Baseball legend Willie Mays turns 85 today. Mays was always a favorite of Vin Scully, and Scully taped a birthday greeting that is more than just platitudes — it’s a celebration of greatness.
Scully’s praise for Mays is for good reason, and not just for his legendary catches. If you haven’t looked at Mays’ stats recently, or recollected anything beyond his 660 home runs, take a moment to refresh.
What’s remarkable is how consistent he was well into his 30s (his wRC+ was above 150 every year from age 25 to age 35), and even his performance at age 40 is crazy: a league-leading .425 on-base percentage, with 18 homers and 23 steals in 26 attempts.
How did Mays do against the Dodgers? In 383 career games against Brooklyn and Los Angeles, Mays’ OBP was exactly .400, with 98 home runs — more than he hit against any other opponent.
In 1965, Sandy Koufax struck out 382 batters with a perfect game and a 2.04 ERA. He won the National League Cy Young Award, but not the MVP, because Mays was hitting .317/.398/.645 with 52 homers.

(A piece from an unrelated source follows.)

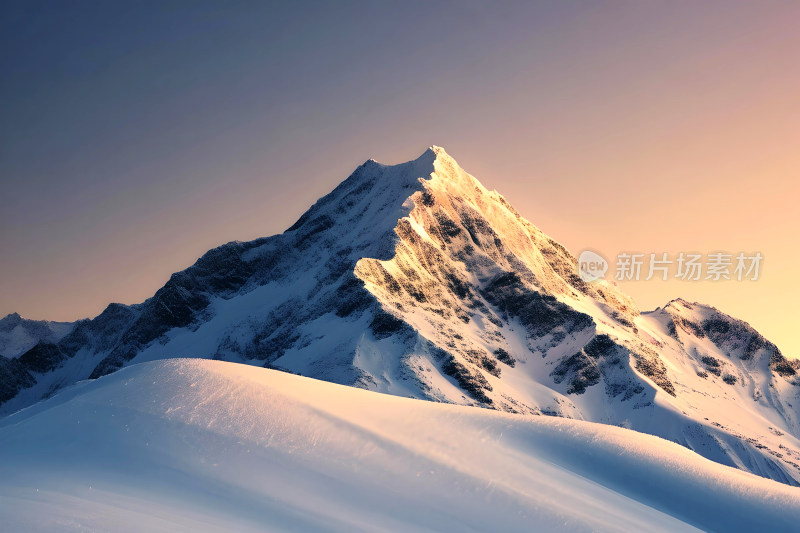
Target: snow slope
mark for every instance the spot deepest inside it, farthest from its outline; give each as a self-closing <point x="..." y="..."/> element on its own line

Mays was probably the last of the greats who retired just before I consciously became a baseball fan, and I’m sorry I never got to see him play live.
Happy birthday, Willie.
I think I’m a tad older than you Jon (maybe by a year), I have some memories of Mays playing, mostly as a Met though.
My earliest baseball memory is Hank Aaron’s 715th in April 1974, so I just missed on Mays.

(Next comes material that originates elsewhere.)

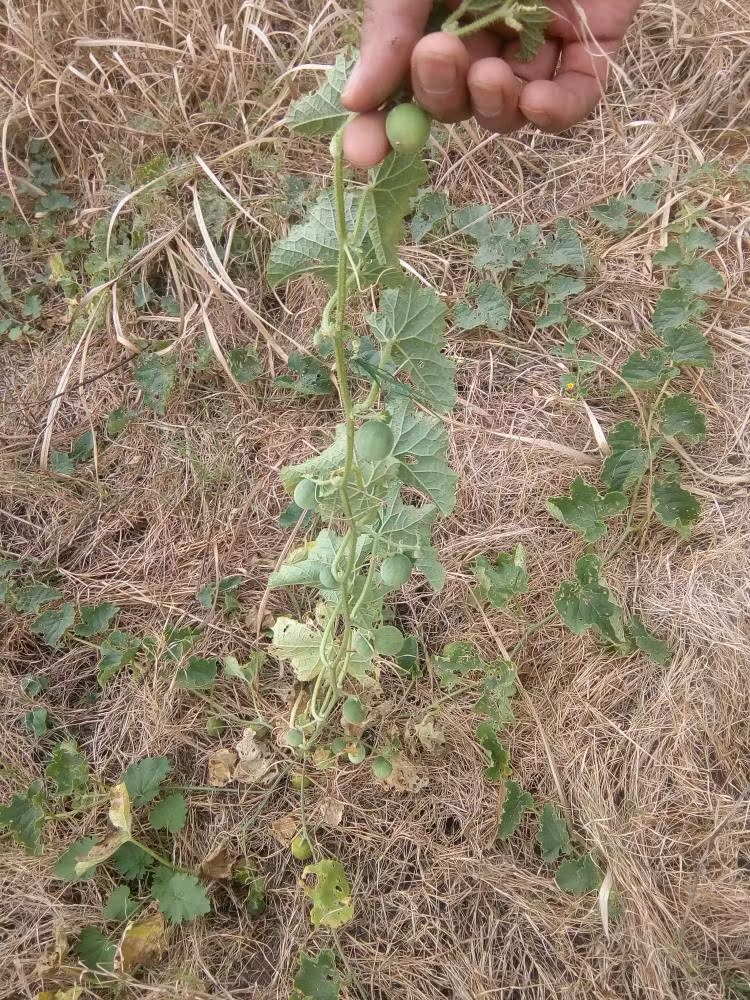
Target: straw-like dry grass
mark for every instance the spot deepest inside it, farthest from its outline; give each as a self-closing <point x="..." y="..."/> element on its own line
<point x="653" y="764"/>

My earliest in Clemente in the World Series against the Orioles, just him running like the wind. The Pirates were my Dad’s team and I maybe had gone to a couple of Dodger games at that point. I do remember going to Batting Helmet night and it falling into the trough in the bathroom.
I was at This Game sitting in the centerfield Grantstand.I think it was around 1951 or 52 i really do not remember for sure.